Rinko Kawauchi’s work is characterized by a serene, poetic style, depicting the ordinary moments in life.
Kawauchi’s art is rooted in Shinto, the ethnic religion of the people of Japan. According to Shinto, all things on earth have a spirit, hence no subject is too small or mundane for Kawauchi’s work; she also photographs “small events glimpsed in passing, conveying a sense of the transient. Kawauchi sees her images as parts of series that allow the viewer to juxtapose images in the imagination, thereby making the photograph a work of art[ and allowing a whole to emerge at the end; she likes working in photo books because they allow the viewer to engage intimately with her images.

Her attention to small gestures and coincidental details enables her to cast a gaze of enchantment upon her daily surroundings that is always fresh and new. With her camera, she captures elementary and casual moments, all with the same passionate concentration.
Rinko Diary is a visual diary that includes photographs of everything from sandwiches and Patti Smith to the poignant butterfly/flower/leaf set against a concrete pavement. 

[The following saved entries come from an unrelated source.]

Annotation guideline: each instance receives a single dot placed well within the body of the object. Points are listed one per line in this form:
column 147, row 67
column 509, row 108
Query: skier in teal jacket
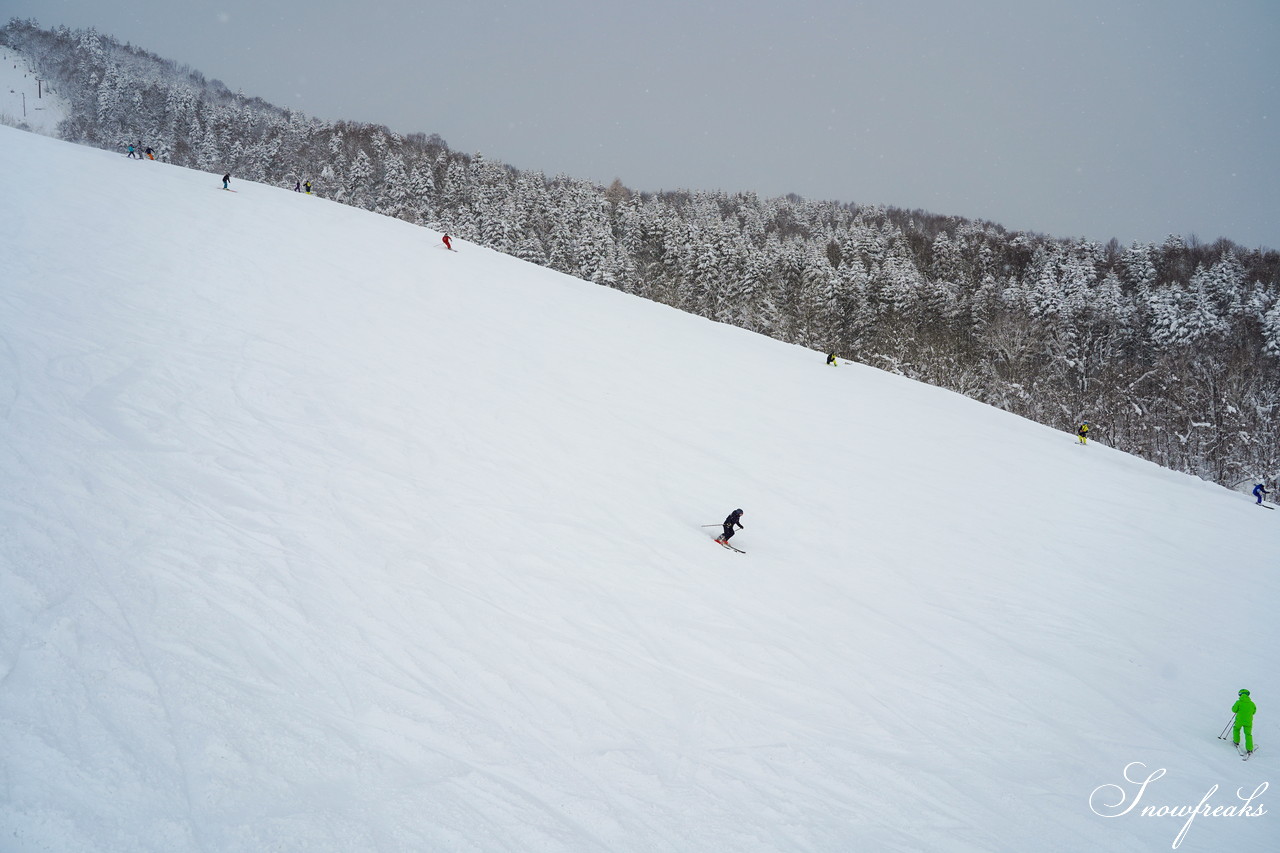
column 1244, row 711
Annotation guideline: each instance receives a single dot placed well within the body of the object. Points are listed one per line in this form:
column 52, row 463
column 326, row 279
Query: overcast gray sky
column 1078, row 119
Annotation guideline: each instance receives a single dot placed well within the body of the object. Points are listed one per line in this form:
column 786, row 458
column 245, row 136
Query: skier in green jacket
column 1244, row 711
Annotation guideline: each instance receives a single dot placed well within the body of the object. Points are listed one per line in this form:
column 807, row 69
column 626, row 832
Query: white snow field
column 318, row 537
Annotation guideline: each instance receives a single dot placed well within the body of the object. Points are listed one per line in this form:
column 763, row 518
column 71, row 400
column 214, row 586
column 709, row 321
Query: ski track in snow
column 316, row 539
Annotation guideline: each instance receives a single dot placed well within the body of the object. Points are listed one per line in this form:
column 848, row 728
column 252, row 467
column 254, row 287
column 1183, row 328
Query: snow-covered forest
column 1171, row 351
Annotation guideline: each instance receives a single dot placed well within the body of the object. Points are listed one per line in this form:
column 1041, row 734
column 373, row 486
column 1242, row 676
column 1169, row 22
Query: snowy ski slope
column 318, row 537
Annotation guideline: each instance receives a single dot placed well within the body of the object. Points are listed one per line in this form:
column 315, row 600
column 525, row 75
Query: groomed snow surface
column 318, row 537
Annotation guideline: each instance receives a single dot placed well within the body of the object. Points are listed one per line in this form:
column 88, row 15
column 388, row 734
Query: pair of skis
column 721, row 542
column 1239, row 748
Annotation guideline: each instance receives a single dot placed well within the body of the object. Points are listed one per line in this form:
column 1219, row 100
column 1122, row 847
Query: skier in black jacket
column 734, row 518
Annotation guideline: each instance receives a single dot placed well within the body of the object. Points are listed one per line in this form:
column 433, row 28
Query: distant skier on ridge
column 734, row 518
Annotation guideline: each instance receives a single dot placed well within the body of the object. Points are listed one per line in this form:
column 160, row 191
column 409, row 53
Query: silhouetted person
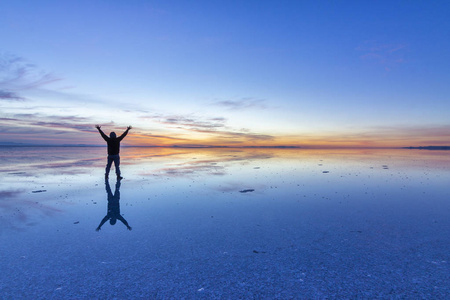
column 113, row 213
column 113, row 150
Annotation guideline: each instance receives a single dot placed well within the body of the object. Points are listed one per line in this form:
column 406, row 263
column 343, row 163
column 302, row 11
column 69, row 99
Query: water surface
column 225, row 223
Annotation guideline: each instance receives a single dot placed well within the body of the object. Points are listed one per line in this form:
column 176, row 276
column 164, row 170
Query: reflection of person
column 113, row 213
column 113, row 150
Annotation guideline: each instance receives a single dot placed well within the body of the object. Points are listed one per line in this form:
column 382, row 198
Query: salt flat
column 310, row 224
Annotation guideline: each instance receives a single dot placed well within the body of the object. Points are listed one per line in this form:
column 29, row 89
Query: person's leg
column 117, row 164
column 108, row 166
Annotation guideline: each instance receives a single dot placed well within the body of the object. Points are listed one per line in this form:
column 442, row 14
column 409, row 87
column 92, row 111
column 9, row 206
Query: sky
column 229, row 73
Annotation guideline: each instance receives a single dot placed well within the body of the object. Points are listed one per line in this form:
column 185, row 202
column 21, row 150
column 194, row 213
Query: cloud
column 212, row 126
column 244, row 103
column 7, row 95
column 54, row 122
column 17, row 75
column 386, row 54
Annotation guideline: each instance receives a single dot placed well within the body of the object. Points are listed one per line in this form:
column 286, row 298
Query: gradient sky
column 317, row 73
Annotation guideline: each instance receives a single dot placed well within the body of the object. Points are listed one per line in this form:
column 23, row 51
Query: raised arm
column 125, row 133
column 122, row 219
column 104, row 136
column 102, row 222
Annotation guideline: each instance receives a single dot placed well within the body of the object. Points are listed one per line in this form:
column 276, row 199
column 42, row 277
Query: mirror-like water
column 224, row 223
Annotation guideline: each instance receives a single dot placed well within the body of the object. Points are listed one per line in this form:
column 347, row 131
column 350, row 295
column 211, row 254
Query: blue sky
column 330, row 73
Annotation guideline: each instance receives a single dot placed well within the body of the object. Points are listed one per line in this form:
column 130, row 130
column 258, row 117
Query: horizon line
column 233, row 147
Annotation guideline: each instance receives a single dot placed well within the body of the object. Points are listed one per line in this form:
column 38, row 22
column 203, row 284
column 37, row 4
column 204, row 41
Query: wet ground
column 226, row 224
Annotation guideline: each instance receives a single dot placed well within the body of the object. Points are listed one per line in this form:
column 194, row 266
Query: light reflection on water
column 313, row 223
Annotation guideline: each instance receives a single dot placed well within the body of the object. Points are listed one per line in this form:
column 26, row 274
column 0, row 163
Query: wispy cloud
column 17, row 75
column 243, row 103
column 385, row 54
column 215, row 127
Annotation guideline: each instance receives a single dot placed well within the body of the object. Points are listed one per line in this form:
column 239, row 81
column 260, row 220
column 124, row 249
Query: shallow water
column 224, row 223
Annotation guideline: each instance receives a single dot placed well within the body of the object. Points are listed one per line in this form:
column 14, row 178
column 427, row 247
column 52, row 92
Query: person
column 113, row 213
column 113, row 150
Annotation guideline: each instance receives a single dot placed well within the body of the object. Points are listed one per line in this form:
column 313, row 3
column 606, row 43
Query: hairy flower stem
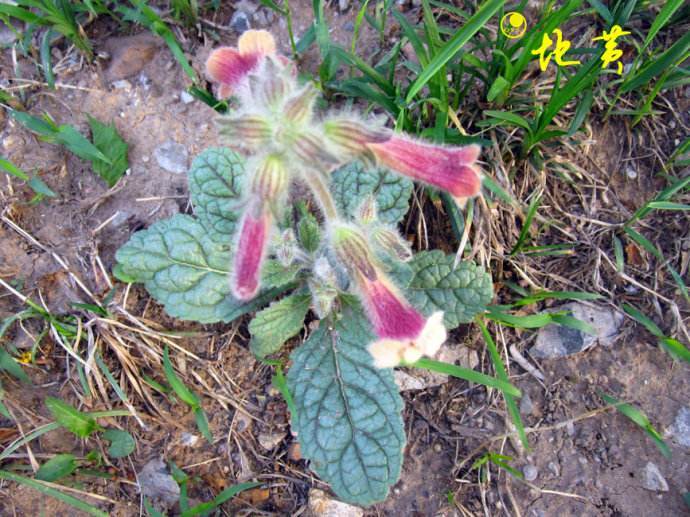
column 322, row 194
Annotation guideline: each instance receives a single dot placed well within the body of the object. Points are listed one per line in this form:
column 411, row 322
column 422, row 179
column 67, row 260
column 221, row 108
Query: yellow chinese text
column 612, row 53
column 562, row 46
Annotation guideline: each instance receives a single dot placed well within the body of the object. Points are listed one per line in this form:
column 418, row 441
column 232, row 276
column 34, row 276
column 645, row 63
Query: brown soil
column 591, row 467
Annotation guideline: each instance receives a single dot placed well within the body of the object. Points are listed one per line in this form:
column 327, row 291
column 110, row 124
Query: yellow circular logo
column 513, row 25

I like this photographer and think I will take inspiration from her in my project as I like how she portrays casual moments with a lot of meaning. I also like how she views nature in her photos, emphasising the sunlight and beauty. She ‘creates compelling portraits of everyday life, rendering the mundane as sublime through her lens’ (ignant.com) which is an aspect I would like to interpret. Her works radiates a sense of fragility and emotion.